For more technical details about the problem of IP spoofing and our approach to measurement, reporting, notifications and remediation, see the slides from Matthew Luckie’s recent slideset, “Software Systems for Surveying Spoofing Susceptibility”, presented to the Australian Network Operators Group (AusNOG) in September 2016.

The project web page reports recently run tests from clients willing to share data publicly, test results classified by Autonomous System (AS) and by country, and a summary statistics of IP spoofing over time. We will enhance these reports over the coming months.

This material is based on research sponsored by the Department of Homeland Security (DHS) Science and Technology Directorate, Homeland Security Advanced Research Projects Agency, Cyber Security Division (DHS S&T/HSARPA/CSD) BAA HSHQDC-14-R-B0005, and the Government of United Kingdom of Great Britain and Northern Ireland via contract number D15PC00188. Views should not be interpreted as necessarily representing the official policies or endorsements, either expressed or implied, of Department of Homeland Security, the U.S. Government, or the Government of United Kingdom of Great Britain and Northern Ireland.

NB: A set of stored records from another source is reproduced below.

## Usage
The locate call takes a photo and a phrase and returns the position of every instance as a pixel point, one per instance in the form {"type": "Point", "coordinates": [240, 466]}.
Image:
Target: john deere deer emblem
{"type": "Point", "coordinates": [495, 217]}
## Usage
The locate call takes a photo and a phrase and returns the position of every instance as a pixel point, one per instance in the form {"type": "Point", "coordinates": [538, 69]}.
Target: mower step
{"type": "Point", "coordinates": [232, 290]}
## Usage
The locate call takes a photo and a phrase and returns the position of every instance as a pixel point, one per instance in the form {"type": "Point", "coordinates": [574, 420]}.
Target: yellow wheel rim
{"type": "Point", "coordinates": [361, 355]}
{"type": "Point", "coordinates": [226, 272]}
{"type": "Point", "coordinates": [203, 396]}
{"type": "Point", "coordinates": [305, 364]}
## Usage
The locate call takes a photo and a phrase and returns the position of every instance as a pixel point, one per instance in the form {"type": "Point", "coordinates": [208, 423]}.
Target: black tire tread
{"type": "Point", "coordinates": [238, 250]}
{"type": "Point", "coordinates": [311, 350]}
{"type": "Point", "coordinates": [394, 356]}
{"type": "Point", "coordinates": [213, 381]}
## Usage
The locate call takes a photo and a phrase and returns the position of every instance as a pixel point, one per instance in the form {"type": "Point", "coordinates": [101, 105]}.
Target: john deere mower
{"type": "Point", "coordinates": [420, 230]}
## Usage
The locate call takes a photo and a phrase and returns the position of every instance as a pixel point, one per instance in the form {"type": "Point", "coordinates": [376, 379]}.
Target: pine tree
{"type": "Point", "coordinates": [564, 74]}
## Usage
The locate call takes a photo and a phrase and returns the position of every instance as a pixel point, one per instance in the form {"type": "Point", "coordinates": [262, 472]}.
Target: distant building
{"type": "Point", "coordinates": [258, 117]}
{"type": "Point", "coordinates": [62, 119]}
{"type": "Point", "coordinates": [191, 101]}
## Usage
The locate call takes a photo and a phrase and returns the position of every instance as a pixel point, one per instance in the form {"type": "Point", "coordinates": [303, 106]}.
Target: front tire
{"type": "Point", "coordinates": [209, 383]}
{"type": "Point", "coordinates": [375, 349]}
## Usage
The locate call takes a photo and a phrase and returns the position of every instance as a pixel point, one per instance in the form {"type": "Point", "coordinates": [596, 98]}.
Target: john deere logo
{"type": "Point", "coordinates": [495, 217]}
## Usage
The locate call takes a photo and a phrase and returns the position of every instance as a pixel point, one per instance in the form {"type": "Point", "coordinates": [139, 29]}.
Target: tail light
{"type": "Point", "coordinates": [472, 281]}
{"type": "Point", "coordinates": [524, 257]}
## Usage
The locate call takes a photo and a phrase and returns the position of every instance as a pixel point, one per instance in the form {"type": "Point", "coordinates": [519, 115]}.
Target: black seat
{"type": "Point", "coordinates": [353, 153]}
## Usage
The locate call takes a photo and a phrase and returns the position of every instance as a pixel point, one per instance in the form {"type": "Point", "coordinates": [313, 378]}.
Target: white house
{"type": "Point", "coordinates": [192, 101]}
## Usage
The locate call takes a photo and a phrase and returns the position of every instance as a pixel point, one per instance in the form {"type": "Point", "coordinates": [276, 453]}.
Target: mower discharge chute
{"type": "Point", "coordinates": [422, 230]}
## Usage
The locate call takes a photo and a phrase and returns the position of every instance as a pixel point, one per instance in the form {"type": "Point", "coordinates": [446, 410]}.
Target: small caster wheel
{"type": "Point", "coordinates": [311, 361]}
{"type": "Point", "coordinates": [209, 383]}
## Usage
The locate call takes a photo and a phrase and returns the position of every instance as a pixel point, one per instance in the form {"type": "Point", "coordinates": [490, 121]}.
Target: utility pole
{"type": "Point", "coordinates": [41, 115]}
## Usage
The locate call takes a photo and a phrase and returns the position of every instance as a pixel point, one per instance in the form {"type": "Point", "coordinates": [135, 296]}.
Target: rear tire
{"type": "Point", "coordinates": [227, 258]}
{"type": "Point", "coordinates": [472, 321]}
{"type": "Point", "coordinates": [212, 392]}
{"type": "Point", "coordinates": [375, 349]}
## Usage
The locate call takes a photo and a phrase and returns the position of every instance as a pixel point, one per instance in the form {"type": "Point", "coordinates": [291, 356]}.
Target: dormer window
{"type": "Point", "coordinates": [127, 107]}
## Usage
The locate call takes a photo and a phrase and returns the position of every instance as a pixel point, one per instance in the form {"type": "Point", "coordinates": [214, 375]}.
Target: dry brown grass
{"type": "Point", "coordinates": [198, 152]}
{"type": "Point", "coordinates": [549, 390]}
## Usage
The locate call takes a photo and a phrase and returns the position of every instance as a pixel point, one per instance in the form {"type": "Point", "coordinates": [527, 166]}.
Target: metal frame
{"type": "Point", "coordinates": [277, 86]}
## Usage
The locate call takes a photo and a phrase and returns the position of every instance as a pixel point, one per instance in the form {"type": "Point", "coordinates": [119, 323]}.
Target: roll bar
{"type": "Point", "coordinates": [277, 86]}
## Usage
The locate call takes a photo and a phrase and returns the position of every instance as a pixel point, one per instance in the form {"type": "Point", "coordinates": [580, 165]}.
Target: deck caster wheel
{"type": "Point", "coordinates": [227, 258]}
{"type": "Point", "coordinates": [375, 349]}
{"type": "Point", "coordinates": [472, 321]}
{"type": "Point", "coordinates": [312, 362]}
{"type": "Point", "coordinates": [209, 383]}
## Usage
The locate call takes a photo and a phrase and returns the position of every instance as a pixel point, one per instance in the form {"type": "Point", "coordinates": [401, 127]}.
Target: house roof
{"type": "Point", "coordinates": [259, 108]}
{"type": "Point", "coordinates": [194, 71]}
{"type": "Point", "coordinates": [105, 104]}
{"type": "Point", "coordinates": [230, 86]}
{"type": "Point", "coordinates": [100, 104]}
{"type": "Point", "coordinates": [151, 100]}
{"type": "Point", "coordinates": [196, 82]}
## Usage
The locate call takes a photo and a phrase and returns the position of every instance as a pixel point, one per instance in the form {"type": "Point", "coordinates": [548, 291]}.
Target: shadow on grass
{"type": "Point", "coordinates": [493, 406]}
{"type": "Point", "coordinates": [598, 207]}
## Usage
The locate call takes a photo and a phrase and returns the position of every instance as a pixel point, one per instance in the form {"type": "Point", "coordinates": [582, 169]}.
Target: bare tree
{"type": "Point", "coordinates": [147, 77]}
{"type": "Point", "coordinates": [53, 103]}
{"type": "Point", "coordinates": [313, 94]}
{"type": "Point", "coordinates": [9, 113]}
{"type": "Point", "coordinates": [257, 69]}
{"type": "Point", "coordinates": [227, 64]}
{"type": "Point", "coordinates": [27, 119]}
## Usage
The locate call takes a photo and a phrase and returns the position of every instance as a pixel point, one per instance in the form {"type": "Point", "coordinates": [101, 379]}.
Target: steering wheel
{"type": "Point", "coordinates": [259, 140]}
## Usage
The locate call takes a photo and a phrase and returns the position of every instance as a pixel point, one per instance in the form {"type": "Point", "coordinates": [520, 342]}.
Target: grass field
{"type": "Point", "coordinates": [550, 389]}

Henya: Large-Scale Internet Topology Query System

December 17th, 2016 by Josh Polterock

CAIDA’s Internet topology mapping experiment running on our Ark infrastructure has collected traceroute-like measurements of the Internet from nodes hosted in academic, commercial, transit, and residential networks around the globe since September 2007. Discovery of the full potential value of this raw data is best served by a rich, easy-to-use interactive exploratory interface. We have implemented a web-based query interface — henya — to allow researchers to find the most relevant data for their research, such as all traceroutes through a given region and time period toward/across a particular prefix/AS.

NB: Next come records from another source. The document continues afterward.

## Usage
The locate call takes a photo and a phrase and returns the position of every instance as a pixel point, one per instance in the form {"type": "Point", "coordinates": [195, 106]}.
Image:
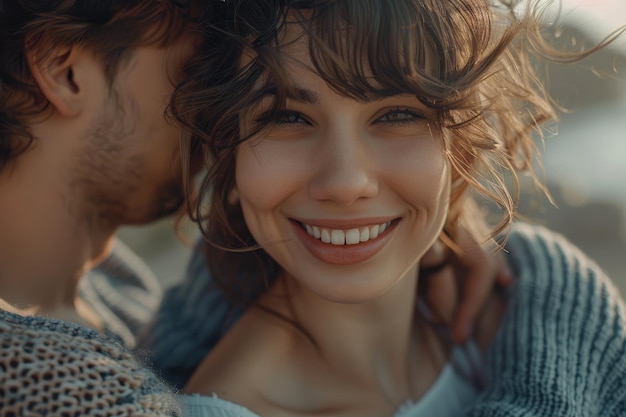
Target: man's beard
{"type": "Point", "coordinates": [109, 177]}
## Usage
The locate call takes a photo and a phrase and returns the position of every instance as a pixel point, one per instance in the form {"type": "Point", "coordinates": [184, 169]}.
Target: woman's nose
{"type": "Point", "coordinates": [346, 170]}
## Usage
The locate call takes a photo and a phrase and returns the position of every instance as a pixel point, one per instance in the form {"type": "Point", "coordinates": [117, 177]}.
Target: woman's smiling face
{"type": "Point", "coordinates": [345, 195]}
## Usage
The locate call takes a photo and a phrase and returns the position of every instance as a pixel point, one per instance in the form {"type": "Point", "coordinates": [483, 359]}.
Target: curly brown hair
{"type": "Point", "coordinates": [109, 28]}
{"type": "Point", "coordinates": [474, 62]}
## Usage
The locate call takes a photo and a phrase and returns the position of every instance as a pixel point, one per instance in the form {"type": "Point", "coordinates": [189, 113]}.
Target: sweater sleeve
{"type": "Point", "coordinates": [192, 318]}
{"type": "Point", "coordinates": [123, 291]}
{"type": "Point", "coordinates": [50, 367]}
{"type": "Point", "coordinates": [561, 348]}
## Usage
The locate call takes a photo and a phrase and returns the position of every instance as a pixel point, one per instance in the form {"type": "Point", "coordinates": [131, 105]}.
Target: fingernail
{"type": "Point", "coordinates": [468, 331]}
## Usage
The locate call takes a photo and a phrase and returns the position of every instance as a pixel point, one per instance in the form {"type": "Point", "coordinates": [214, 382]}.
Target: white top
{"type": "Point", "coordinates": [454, 389]}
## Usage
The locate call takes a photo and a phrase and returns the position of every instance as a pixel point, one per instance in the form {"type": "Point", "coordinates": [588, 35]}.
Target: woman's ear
{"type": "Point", "coordinates": [233, 196]}
{"type": "Point", "coordinates": [54, 72]}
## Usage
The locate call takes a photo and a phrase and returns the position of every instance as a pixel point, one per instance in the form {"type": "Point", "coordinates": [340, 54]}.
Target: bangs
{"type": "Point", "coordinates": [373, 48]}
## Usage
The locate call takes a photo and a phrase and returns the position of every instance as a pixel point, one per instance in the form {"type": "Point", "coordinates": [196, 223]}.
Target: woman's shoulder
{"type": "Point", "coordinates": [212, 406]}
{"type": "Point", "coordinates": [267, 364]}
{"type": "Point", "coordinates": [550, 267]}
{"type": "Point", "coordinates": [56, 367]}
{"type": "Point", "coordinates": [562, 340]}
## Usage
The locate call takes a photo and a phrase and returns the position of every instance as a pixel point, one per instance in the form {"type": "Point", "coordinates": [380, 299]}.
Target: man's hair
{"type": "Point", "coordinates": [108, 28]}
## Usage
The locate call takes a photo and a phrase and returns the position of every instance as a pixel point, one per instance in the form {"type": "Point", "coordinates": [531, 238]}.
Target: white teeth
{"type": "Point", "coordinates": [337, 237]}
{"type": "Point", "coordinates": [346, 237]}
{"type": "Point", "coordinates": [353, 236]}
{"type": "Point", "coordinates": [325, 236]}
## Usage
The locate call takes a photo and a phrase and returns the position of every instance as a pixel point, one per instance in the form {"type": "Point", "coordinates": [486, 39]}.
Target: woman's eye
{"type": "Point", "coordinates": [401, 116]}
{"type": "Point", "coordinates": [289, 117]}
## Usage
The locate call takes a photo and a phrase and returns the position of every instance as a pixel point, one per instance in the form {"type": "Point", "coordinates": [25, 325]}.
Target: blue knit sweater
{"type": "Point", "coordinates": [560, 349]}
{"type": "Point", "coordinates": [50, 367]}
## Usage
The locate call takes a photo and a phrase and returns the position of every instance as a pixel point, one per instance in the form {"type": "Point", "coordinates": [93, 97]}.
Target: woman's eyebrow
{"type": "Point", "coordinates": [298, 94]}
{"type": "Point", "coordinates": [306, 96]}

We hope that Henya’s large-scale topology query system will become a powerful tool in the researcher’s toolbox for remotely searching CAIDA’s traceroute data. Built-in analysis and visualization modules (still under development) will facilitate our understanding of route and prefix hijacking events as well as provide us with the means to conduct longitudinal analysis. Below we show a screenshot of Henya’s query interface, but Young Hyun, Henya’s creator, also created a useful short introduction video.

henya-query

(A note about the name Henya: Jeju, an island off the coast of South Korea, has a long history of free diving. Over the past few centuries, skilled women divers called haenyeo (pronounced “HEN-yuh”, literally “sea women”) earned their living harvesting and selling various sea-life. Highly-trained haenyeo can dive up to 30 meters deep and can hold their breath for over three minutes. Through this tiring and dangerous work, these women became the breadwinners of their families. Sadly the tradition has nearly died out, with only a few thousand practitioners left, nearly all of the them elderly. Free diving is an inspiring metaphor for data querying, and we thought this name would serve to honor this dying tradition by preserving the name in the topo-query system.)

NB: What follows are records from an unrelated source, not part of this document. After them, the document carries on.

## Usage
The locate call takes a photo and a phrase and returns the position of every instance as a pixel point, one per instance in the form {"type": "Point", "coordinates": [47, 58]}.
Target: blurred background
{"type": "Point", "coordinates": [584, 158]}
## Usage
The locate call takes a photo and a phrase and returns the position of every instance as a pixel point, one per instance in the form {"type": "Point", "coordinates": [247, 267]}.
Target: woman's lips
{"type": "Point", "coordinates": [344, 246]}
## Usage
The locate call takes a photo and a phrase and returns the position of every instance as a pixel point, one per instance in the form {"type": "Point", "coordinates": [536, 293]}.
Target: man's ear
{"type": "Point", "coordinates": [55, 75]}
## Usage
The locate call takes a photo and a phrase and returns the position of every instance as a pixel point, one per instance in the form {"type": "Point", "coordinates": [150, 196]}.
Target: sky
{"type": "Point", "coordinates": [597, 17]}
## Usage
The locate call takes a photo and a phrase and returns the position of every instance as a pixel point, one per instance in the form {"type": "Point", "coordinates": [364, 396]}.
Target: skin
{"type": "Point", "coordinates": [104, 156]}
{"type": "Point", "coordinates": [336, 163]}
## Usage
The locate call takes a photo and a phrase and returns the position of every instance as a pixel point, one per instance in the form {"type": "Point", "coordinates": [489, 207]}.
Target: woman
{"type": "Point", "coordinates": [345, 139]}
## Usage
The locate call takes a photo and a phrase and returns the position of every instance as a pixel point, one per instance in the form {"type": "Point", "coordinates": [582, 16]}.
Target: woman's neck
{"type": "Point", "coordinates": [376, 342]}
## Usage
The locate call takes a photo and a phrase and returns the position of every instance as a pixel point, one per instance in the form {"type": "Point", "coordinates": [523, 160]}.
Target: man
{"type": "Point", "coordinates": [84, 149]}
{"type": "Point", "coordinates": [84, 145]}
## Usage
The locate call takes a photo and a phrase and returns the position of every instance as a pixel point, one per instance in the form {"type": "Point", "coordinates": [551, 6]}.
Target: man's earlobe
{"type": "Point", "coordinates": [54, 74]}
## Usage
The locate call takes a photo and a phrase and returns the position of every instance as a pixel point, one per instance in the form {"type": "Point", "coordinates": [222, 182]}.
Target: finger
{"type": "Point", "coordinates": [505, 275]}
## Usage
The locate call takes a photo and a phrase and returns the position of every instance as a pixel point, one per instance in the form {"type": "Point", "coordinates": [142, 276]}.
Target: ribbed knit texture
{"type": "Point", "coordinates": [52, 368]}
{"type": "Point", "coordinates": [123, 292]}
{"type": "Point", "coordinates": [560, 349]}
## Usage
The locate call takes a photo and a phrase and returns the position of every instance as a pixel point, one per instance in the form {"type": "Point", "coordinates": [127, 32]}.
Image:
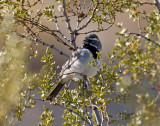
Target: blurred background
{"type": "Point", "coordinates": [31, 117]}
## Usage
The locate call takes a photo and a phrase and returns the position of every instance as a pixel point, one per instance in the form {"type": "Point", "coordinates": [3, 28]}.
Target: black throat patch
{"type": "Point", "coordinates": [92, 49]}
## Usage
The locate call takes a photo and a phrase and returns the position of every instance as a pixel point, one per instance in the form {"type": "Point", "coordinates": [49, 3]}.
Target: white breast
{"type": "Point", "coordinates": [81, 67]}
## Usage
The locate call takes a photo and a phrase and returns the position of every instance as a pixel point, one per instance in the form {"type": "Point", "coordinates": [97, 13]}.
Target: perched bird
{"type": "Point", "coordinates": [77, 65]}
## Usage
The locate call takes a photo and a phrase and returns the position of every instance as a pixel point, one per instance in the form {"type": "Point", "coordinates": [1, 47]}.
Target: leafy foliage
{"type": "Point", "coordinates": [134, 81]}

The work was funded by the Department of Homeland Security (DHS) Science and Technology Directorate, Cyber Security Division DHS S&T/CSD) Broad Agency Announcement 11-02 and SPAWAR Systems Center Pacific via contract number N66001-12-C-0130, and by Research and Development Canada (DRDC) pursuant to an Agreement between the U.S. and Canadian governments for Cooperation in and Technology for Critical Infrastructure Protection and Border Security. The work represents the position of the authors and necessarily that of DHS or DRDC.